Note to Red Hat: this is open source, remember? Novell is shipping tested and enterprise-hardened Linux with real time capabilities. Just because Red Hat is again late to market (see enterprise Linux desktop, Xen virtualization, etc.) doesn't mean Linux contains "beta code."

Despite their competitive relationship, Linux distributors have traditionally dealt with each other in a friendly, even cooperative manner. At the development level, things are still that way: developers for a given project work together and only very rarely does anybody care about who a given developer's employer is. Developers, it seems, are more polite than managers and PR people.

So who is forking the kernel? In fact, both distributors will be shipping something which is pretty far from the mainline. Back in October, LWN looked at the contents of the realtime tree, finding some 400 patches which have not yet made it into the mainline. Anybody who is shipping a true realtime kernel will have to include the bulk of those patches, and probably some others as well. In recent years, much work has been done to enable distributors to ship kernels which are much closer to the mainline, but these realtime offerings are a step in the opposite direction. They are, for all practical purposes, forked kernels.

That statement should not be taken as a criticism; there is no other way to ship realtime Linux at this point. While much of the realtime code has been merged, some of the deepest, most necessary components remain outside of the mainline. The process of getting those patches merged has taken quite a bit longer than anybody would have expected; among other things, some of the core realtime developers have been distracted by small side projects like the i386/x86_64 architecture merger. Until the process of Every attempt to take Unix and add hard real time to it has been a failure.
(Larry McVoy, 2004).
getting the realtime patches into the mainline runs its course - something which could happen over the next year - anybody shipping realtime distributions will necessarily have to roll their own kernels.

More than almost any other area of kernel development, the realtime code has been the subject of recurring debates over who deserves the credit for the work. See this LWN article from 2005 for an example. This time around, Red Hat would appear to be claiming ownership of the realtime work. In fact, much of this work, including the crucial low-level preemption work which got the current realtime effort going, was done at Red Hat. But other components have come from companies like MontaVista, Linutronix, TimeSys, and, yes, Novell (and others, of course). For these two companies to be arguing about credit is a little silly; both are clearly significant contributors to the kernel (and beyond).

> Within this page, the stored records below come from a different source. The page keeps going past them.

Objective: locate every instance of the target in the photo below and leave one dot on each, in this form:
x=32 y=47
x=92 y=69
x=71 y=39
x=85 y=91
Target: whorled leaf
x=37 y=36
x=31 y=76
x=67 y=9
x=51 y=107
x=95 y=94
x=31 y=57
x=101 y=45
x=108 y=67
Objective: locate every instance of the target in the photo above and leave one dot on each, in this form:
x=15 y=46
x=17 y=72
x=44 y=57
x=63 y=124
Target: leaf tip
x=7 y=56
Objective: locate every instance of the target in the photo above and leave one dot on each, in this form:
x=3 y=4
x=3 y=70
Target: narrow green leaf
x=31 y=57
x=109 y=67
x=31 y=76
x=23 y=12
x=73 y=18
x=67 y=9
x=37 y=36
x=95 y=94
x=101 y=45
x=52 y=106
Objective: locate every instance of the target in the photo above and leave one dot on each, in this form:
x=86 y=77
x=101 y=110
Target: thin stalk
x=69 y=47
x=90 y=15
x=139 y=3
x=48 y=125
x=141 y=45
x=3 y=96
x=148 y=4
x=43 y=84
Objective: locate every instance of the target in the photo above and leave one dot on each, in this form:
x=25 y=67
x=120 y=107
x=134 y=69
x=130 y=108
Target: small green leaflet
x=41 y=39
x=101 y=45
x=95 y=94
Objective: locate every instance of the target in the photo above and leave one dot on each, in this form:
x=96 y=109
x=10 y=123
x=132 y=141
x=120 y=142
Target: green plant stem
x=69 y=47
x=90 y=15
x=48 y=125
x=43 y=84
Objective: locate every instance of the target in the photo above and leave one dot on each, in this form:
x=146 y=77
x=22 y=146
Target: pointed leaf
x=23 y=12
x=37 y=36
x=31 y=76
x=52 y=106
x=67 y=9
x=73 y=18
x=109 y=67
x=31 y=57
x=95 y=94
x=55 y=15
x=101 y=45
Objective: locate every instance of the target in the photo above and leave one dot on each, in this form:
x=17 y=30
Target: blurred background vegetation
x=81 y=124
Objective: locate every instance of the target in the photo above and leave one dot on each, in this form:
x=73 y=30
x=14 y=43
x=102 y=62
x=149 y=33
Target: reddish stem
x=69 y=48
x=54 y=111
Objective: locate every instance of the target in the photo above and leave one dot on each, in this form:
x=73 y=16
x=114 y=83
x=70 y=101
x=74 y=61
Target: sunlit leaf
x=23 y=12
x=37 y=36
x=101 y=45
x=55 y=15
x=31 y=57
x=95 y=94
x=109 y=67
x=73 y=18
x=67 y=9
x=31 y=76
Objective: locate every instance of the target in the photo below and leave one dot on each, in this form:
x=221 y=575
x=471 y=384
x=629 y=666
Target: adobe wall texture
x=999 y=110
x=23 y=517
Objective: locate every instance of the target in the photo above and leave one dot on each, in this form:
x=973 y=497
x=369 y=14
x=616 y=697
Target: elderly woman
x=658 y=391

We may see more of this kind of talk, though. This market looks like it could be big, so the companies working in that area are going to make a serious effort to be successful there. The result may well be that Linux ends up as the dominant system in the fast-moving, agent-driven world where much of corporate operations appears to be heading. That cause will be helped, though, if the relevant managers and spokespeople take a clue from the developers who are making all of this work actually happen. We are all building this system together; pointless mud slinging can only get in the way.